23. April 1822
Nassau
"They're so pretty, it hurts. I'm not talking bout boys, I'm talking bout girls."
~ Girls, Girl in red

Acht Tage.
Acht Tage lang war es ihr gelungen Mary erfolgreich aus dem Weg zu gehen. An Deck der Searose hatte sich das als gar nicht so einfach erwiesen, da die Schiffsärztin immer wieder versucht hatte ein klärendes Gespräch zu führen, aber seit sie zurück im Königreich der Piraten waren, war es ihr sogar geglückt, sie kein einziges Mal zu sehen.
Bis heute.
Als sie am Morgen von Krämpfen im Bauch wach geworden war, war ihr klar gewesen, dass es sich nicht länger aufschieben ließ. Sie brauchte Gewissheit über ihre Umstände und diese konnte ihr einzig und alleine Mary liefern.

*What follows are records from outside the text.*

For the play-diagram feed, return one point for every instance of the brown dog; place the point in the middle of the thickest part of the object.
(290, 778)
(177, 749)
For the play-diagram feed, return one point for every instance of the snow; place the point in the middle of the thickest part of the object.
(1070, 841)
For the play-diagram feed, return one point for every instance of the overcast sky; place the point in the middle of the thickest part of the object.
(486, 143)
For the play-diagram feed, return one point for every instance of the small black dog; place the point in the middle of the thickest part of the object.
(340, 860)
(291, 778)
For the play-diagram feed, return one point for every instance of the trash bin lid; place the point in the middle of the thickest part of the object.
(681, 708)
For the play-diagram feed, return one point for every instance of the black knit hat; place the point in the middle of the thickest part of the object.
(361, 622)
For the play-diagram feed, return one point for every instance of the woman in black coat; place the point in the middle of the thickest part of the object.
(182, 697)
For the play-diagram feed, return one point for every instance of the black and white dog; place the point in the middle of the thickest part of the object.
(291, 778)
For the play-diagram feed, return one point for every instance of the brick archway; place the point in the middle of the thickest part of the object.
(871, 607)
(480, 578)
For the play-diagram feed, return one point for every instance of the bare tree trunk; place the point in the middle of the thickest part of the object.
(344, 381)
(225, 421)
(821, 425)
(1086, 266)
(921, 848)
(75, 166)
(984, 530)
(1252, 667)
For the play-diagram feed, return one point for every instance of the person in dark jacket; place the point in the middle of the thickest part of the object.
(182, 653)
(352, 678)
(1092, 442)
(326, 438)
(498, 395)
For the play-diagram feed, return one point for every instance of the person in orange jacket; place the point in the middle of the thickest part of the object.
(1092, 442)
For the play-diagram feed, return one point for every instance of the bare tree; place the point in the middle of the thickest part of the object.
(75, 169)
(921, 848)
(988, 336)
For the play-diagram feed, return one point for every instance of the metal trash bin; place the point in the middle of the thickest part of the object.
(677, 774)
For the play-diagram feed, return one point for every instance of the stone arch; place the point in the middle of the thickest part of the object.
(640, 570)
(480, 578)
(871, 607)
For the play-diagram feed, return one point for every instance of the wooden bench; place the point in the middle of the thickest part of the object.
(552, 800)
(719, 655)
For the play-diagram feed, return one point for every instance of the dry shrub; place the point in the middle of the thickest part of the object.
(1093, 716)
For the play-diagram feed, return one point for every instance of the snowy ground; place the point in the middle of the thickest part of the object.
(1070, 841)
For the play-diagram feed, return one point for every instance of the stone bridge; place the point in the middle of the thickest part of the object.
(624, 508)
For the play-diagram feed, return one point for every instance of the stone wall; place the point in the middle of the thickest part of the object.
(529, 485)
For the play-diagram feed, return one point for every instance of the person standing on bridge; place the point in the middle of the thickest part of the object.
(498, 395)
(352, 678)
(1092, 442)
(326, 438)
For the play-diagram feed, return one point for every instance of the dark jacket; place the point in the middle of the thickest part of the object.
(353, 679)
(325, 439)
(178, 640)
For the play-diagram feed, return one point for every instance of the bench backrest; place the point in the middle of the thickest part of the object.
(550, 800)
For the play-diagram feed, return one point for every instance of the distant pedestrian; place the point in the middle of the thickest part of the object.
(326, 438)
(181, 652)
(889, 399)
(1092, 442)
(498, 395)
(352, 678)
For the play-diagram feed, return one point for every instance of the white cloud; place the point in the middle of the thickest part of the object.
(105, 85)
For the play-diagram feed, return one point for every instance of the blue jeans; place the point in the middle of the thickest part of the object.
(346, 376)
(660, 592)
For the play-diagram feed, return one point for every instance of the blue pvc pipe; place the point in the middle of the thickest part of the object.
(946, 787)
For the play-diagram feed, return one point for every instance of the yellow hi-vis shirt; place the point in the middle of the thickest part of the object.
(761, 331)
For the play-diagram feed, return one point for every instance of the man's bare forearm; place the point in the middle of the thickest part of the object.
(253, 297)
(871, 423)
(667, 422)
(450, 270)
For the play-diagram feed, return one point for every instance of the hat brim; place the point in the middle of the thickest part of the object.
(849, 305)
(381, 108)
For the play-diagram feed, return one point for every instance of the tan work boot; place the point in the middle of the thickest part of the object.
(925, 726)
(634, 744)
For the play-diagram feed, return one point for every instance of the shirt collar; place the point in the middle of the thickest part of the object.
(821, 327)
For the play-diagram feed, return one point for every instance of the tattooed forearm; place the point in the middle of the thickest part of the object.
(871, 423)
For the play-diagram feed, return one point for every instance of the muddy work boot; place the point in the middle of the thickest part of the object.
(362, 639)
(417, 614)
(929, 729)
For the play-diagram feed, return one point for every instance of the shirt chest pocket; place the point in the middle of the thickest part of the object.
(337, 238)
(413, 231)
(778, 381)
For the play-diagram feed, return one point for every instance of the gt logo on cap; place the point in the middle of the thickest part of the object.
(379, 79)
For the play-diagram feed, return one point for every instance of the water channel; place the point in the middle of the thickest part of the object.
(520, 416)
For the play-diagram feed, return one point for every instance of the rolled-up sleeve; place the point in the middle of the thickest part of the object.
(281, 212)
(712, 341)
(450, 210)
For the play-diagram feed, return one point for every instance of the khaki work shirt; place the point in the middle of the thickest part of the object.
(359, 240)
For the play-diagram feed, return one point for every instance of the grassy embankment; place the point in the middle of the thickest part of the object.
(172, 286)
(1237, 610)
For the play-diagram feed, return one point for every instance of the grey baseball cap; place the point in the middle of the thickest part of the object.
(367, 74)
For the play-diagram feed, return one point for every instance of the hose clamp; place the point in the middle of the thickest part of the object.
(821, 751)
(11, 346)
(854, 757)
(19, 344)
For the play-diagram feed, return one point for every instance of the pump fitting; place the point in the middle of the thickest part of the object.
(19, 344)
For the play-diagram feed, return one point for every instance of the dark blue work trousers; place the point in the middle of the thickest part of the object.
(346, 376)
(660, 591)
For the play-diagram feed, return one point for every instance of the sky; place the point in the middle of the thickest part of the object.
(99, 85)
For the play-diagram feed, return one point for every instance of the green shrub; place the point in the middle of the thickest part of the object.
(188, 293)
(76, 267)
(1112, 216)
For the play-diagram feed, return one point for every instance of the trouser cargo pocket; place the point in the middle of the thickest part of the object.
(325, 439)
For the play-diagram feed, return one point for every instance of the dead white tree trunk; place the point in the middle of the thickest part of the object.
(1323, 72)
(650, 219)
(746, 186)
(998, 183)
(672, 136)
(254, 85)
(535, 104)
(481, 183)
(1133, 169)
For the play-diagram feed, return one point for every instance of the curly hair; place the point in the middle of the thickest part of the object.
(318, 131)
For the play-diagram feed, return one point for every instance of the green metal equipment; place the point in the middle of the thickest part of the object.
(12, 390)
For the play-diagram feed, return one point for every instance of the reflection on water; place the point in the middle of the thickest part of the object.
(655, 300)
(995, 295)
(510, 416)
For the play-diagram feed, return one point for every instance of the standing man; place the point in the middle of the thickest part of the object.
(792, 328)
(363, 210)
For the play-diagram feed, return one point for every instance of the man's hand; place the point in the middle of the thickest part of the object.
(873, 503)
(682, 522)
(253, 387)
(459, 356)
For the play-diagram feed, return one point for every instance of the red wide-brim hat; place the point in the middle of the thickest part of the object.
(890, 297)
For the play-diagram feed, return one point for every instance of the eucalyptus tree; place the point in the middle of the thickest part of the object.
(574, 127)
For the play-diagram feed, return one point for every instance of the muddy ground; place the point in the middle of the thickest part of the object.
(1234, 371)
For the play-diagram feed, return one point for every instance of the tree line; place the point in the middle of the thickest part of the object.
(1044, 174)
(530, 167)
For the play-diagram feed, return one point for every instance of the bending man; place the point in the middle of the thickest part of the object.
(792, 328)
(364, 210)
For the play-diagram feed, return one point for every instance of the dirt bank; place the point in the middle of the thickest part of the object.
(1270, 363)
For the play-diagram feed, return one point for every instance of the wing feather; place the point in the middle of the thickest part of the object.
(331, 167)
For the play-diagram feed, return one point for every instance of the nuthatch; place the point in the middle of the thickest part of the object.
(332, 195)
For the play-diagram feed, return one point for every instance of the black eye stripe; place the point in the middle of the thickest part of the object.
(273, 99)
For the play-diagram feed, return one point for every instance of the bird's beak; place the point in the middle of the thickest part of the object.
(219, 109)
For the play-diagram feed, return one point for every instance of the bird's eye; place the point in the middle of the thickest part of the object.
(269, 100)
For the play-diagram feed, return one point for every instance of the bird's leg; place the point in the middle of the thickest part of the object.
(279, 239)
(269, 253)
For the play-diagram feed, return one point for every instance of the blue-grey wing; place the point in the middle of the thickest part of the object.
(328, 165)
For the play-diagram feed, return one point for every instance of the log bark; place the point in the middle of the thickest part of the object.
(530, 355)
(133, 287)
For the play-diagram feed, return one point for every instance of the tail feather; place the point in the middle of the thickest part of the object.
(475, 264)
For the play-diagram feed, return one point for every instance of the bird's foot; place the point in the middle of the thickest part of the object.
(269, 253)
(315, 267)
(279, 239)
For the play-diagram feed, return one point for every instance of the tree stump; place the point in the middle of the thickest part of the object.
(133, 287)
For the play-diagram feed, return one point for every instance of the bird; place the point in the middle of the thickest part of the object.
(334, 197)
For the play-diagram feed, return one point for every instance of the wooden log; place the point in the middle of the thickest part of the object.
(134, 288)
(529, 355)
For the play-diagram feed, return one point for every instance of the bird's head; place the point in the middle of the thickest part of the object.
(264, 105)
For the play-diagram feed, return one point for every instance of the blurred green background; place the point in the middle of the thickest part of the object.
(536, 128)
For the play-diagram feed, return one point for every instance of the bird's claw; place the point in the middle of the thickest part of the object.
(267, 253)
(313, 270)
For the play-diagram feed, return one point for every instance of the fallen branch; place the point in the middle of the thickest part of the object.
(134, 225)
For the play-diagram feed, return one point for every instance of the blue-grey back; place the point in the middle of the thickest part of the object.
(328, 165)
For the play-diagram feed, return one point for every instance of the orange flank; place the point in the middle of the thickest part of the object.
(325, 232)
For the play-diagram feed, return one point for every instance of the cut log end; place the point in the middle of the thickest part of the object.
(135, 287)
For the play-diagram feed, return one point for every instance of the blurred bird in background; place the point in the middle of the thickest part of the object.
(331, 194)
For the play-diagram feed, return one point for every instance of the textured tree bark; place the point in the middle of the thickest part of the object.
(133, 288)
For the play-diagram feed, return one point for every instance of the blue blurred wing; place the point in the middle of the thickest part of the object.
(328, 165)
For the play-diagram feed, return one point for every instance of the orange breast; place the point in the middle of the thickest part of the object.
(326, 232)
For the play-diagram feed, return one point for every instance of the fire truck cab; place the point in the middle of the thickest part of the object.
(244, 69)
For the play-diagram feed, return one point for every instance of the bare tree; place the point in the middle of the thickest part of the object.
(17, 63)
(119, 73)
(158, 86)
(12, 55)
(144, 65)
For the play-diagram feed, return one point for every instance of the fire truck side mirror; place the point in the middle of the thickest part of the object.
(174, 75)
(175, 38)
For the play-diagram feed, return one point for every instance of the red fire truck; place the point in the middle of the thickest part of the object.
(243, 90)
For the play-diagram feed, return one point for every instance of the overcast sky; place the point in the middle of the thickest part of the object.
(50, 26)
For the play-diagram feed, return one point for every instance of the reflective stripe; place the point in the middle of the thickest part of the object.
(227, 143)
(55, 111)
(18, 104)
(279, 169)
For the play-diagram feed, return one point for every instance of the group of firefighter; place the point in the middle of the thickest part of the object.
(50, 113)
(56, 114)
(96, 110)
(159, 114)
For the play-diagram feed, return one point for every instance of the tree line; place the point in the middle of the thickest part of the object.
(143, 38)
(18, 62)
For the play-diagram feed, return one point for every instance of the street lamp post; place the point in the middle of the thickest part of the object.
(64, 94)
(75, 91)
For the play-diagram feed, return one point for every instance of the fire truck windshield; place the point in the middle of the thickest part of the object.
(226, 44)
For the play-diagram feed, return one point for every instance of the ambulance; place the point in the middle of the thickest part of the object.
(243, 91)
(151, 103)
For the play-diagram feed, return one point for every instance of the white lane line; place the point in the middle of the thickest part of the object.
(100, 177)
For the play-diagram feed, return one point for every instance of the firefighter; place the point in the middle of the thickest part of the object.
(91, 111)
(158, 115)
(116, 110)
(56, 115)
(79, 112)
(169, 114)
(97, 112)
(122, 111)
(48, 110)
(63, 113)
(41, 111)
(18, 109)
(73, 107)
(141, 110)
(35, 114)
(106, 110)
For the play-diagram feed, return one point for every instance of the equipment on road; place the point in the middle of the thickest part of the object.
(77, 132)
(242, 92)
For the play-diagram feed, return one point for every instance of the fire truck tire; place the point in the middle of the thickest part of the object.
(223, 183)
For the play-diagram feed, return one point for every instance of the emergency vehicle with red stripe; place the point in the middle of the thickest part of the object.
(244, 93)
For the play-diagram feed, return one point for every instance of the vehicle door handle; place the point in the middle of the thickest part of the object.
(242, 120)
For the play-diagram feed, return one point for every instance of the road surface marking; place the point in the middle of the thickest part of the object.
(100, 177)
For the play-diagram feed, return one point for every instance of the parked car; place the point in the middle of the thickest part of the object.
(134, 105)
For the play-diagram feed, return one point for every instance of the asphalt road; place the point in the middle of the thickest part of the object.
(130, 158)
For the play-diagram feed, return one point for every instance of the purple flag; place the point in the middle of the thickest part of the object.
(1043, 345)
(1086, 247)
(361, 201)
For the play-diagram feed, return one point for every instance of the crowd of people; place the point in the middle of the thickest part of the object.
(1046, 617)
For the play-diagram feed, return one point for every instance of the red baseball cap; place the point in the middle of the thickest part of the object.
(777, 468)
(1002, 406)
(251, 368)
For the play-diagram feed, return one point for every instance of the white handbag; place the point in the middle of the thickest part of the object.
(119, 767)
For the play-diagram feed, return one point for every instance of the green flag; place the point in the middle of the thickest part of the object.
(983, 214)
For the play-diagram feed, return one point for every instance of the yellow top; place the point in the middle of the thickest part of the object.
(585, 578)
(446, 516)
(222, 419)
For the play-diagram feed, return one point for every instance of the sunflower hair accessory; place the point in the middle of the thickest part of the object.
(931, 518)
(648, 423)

Nachdem Anne also mit Jack gefrühstückt hatte, war er aufgebrochen, um beim Bau weiterer Wehrtürme zu helfen und sie war unter dem Vorwand losgezogen, Felicité in ihrem Kräuterladen aufzusuchen und sie darum zu bitten, ihnen das Naft zu überlassen.
Später.
Anstelle über die Schwelle des Geschäfts, trugen sie ihre Füße über die Anlegebrücke der Searose, bis sie schließlich vor Nervosität zitternd Marys Räumlichkeiten erreichte. Die stets sanft klingende Stimme der Schiffsärztin drang an Annes Ohr, noch ehe sie sie erblickte und dabei beobachtete, wie sie Jaspals Hand untersuchte.
Kurz spielte Anne mit dem Gedanken doch wieder umzukehren, bevor Mary sich ihrer Anwesenheit gewahr wurde, aber das unangenehme Ziehen, das sich während sie wartete erneut in ihrer Leistengegend ausbreitete, ließ sie über ihren Schatten springen. Sie mussten ja nicht über den Kuss, oder über die Tatsache, dass Mary sie nur benutzt hatte, um Laroche loszuwerden sprechen.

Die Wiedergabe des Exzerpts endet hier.